Rehovot's Bargain Basements Beat US prices
Rehovot has nothing on Filene's: the bargain basement exists here in hidden, delightfully-tacky splendor. And it's all 20% off!
I don't know how, but friends who have been here for only a few weeks discovered not one, but two underground stores with wall-to-wall home accoutrements ranging from potholders to stacking capuccino mugs. One store has an entire section devoted to Tupperware knockoffs; the other, a wall of the world's most garish coaster sets.
Combined, these two places form Rehovot's "Mita, Ambat, ve Hala'a" -- Bed, Bath, and Beyond.
Or, as I like to think of it, WAY Beyond. No Bed, Bath, and Beyond I can think of has four different kinds of falafel-cutters.
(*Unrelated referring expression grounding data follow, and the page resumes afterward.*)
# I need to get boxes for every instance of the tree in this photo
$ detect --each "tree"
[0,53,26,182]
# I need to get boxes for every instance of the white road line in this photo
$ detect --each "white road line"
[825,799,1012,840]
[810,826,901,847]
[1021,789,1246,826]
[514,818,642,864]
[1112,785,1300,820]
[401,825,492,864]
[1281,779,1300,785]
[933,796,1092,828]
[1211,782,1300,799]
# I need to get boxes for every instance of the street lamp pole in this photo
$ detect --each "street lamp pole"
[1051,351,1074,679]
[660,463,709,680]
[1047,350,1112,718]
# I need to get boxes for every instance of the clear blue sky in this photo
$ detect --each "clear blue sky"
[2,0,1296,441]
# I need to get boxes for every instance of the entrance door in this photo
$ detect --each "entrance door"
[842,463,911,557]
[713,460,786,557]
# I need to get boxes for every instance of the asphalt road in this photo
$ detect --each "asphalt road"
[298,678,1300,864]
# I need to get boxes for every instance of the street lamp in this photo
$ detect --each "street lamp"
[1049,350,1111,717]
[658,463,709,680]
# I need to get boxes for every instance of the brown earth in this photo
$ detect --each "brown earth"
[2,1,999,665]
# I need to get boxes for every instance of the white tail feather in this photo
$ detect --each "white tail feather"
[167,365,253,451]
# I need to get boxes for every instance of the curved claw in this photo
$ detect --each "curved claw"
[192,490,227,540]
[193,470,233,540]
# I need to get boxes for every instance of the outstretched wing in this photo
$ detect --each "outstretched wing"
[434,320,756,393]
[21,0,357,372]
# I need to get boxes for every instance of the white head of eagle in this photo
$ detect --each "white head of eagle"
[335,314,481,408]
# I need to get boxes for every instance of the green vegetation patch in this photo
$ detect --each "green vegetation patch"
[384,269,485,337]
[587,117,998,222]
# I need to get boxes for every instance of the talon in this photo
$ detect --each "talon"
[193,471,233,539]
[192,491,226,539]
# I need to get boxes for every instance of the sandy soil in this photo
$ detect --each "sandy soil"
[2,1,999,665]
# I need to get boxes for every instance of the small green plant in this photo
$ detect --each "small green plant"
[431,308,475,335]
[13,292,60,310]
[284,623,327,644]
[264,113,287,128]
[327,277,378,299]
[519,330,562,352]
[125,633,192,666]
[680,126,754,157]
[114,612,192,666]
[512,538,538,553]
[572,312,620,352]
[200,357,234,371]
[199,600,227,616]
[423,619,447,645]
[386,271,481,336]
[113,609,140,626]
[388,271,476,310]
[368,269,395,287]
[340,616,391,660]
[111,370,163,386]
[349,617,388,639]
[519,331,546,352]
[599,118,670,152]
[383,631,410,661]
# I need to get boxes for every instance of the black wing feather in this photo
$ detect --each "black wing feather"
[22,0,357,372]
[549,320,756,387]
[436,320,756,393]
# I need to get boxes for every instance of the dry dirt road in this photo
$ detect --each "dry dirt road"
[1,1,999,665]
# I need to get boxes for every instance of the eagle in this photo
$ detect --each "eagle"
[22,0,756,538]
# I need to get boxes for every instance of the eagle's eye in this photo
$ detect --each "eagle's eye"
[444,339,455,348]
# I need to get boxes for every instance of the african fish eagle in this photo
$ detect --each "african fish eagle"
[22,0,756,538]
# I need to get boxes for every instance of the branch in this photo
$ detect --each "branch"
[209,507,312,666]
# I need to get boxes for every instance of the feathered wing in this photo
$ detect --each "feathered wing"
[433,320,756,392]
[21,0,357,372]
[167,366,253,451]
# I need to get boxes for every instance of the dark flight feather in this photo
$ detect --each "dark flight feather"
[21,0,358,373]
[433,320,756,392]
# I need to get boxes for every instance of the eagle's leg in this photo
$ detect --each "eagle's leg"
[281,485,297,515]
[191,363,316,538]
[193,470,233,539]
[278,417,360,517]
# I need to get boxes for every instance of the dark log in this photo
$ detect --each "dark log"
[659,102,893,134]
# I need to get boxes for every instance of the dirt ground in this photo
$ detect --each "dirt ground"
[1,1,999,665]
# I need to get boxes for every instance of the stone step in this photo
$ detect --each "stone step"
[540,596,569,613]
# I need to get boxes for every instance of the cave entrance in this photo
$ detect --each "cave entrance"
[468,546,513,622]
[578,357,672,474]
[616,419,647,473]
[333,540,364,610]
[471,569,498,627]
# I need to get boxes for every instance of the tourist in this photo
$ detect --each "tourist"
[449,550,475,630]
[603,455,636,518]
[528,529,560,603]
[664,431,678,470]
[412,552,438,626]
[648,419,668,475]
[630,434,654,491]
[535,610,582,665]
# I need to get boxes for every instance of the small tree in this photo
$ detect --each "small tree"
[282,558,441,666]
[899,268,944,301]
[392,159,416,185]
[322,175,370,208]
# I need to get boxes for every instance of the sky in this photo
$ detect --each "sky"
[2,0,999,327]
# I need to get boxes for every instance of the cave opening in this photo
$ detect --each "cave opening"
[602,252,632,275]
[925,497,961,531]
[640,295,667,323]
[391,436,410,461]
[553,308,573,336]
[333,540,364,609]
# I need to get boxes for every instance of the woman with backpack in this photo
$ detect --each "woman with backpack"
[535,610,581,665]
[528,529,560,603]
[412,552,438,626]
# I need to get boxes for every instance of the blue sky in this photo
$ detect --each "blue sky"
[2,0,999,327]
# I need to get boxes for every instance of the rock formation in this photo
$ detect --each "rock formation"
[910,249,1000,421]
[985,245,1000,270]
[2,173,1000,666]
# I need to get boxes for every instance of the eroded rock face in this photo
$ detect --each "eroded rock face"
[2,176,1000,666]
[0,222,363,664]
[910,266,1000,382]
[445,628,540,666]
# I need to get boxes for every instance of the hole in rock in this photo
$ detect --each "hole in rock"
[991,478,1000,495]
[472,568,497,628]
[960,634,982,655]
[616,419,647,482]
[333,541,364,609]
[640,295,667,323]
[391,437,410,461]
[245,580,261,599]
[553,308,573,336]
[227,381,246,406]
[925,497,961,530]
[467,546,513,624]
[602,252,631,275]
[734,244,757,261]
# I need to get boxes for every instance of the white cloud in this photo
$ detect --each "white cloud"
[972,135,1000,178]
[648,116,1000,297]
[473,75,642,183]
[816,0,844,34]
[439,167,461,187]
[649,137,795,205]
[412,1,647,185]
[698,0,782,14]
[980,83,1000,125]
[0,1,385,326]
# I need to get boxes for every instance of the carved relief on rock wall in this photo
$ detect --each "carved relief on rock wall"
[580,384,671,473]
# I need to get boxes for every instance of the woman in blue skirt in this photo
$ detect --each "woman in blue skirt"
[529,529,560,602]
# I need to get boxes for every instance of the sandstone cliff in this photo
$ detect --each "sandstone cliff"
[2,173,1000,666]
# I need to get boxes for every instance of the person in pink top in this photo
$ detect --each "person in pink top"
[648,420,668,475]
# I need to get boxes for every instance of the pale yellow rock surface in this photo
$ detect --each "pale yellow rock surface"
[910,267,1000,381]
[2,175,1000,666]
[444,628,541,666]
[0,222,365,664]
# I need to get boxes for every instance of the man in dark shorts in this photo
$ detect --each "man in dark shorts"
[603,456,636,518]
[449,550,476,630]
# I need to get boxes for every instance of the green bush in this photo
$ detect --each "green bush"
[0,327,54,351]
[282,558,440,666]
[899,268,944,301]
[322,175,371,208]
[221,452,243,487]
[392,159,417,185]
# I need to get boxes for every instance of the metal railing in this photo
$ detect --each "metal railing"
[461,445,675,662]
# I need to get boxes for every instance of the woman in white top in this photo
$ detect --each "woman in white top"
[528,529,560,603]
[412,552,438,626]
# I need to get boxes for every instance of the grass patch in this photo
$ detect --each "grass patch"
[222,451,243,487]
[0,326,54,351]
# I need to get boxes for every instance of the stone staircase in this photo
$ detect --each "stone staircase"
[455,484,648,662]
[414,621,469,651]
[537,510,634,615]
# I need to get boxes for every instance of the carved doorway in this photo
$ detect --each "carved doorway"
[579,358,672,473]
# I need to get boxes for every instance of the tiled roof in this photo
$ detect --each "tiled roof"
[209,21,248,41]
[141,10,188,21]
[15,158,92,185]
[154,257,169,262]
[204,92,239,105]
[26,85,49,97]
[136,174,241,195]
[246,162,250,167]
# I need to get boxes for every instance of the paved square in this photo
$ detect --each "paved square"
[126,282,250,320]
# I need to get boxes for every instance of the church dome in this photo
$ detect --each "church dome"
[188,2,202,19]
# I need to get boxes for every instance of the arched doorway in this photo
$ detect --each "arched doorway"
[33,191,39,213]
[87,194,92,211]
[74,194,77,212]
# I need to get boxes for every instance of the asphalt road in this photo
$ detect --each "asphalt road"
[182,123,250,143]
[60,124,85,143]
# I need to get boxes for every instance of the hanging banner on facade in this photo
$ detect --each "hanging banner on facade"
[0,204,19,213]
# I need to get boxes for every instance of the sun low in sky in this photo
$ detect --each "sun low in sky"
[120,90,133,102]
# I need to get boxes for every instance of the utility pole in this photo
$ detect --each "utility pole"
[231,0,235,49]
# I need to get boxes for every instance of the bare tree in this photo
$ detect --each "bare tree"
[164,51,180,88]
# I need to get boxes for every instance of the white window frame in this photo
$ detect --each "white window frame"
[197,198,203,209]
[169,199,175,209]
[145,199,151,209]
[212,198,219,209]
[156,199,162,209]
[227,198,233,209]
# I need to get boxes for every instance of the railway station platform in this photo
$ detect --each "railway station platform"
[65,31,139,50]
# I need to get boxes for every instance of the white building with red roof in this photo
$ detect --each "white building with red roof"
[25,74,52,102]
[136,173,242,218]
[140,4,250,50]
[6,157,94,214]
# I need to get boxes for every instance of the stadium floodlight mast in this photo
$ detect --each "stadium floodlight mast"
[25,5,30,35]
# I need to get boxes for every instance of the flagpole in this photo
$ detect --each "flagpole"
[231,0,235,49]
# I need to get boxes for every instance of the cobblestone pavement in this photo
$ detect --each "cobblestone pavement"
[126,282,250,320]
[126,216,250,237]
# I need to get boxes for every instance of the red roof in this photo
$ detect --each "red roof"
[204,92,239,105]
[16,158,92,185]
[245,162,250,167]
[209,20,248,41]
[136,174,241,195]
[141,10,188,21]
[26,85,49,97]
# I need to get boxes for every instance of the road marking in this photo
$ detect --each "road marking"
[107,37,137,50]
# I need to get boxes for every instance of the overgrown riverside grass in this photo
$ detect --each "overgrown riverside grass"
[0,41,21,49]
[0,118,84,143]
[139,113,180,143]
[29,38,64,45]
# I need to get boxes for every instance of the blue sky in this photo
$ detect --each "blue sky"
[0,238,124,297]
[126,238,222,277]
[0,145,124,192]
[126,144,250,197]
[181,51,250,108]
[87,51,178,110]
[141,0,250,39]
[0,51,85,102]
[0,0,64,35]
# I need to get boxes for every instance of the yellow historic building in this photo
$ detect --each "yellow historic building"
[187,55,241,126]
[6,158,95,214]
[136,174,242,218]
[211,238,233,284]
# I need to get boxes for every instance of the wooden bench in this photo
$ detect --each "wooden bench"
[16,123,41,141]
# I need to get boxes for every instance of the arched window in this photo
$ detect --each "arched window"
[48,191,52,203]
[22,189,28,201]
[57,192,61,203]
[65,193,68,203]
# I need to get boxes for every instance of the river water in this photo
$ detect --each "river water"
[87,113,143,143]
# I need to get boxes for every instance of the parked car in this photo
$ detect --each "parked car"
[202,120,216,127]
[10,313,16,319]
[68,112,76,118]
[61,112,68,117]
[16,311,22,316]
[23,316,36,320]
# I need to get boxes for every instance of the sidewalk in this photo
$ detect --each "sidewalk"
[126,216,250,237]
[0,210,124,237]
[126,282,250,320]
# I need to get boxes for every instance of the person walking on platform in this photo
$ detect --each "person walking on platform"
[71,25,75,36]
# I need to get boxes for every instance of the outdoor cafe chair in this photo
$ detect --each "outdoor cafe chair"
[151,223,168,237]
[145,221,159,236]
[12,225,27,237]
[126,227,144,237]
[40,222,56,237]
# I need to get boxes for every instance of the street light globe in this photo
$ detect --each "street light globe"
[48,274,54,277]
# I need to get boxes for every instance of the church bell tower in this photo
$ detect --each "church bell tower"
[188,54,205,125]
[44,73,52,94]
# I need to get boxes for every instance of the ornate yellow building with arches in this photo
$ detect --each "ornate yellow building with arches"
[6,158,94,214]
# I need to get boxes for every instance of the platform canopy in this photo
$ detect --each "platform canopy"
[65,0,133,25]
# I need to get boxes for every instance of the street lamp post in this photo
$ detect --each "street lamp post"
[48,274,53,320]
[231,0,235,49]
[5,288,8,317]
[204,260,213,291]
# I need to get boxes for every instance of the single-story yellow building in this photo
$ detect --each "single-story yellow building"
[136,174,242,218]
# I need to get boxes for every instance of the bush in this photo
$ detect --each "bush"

I was shocked. How did I miss these places? Was I really that unobservant? Why didn't I pay more attention to what people were carting out of the shops near the sherut-departure stand? Alas, the only time I went into the homage-to- reinforced-concrete indoor mall where one store is located, I headed the wrong way: upstairs, where a mostly-abandoned shoe store and its unhappy salespeople tried to sell me sandals that would have been only fashionable in, and practical for, the era known as B.C.
Our first foray into Bargain Martef (aka basement) #1, located in the concrete behemoth on Herzl, produced a seven-shekel glass teapot and a seven-minute reverie in the coffee-mug aisle.
This is virtually the only place in the country, as far as I can tell, where things are cheaper here than in the U.S.
Today's find, Bargain Martef #2, next door to the great deli on south Ya'acov Street, revealed cheap pillows, glasses, more falafel cutters, and pasta makers.
When you walk in through the narrow glass doors--with hours posted in Hebrew and Russian--an old man whisks away any shopping bags and stashes them in tiny lockers. Then he waves you down a one-person-wide hallway lined with cheap paper goods, toward the staircase leading to the basement. The vista from the top of the stairs is of the Grand Canyon of Stuff, aisles and aisles of it.
My friend headed for the sofa pillows section, while I headed for the stacking capuccino mugs.
For a socialist country, they do the capitalist thing quite well.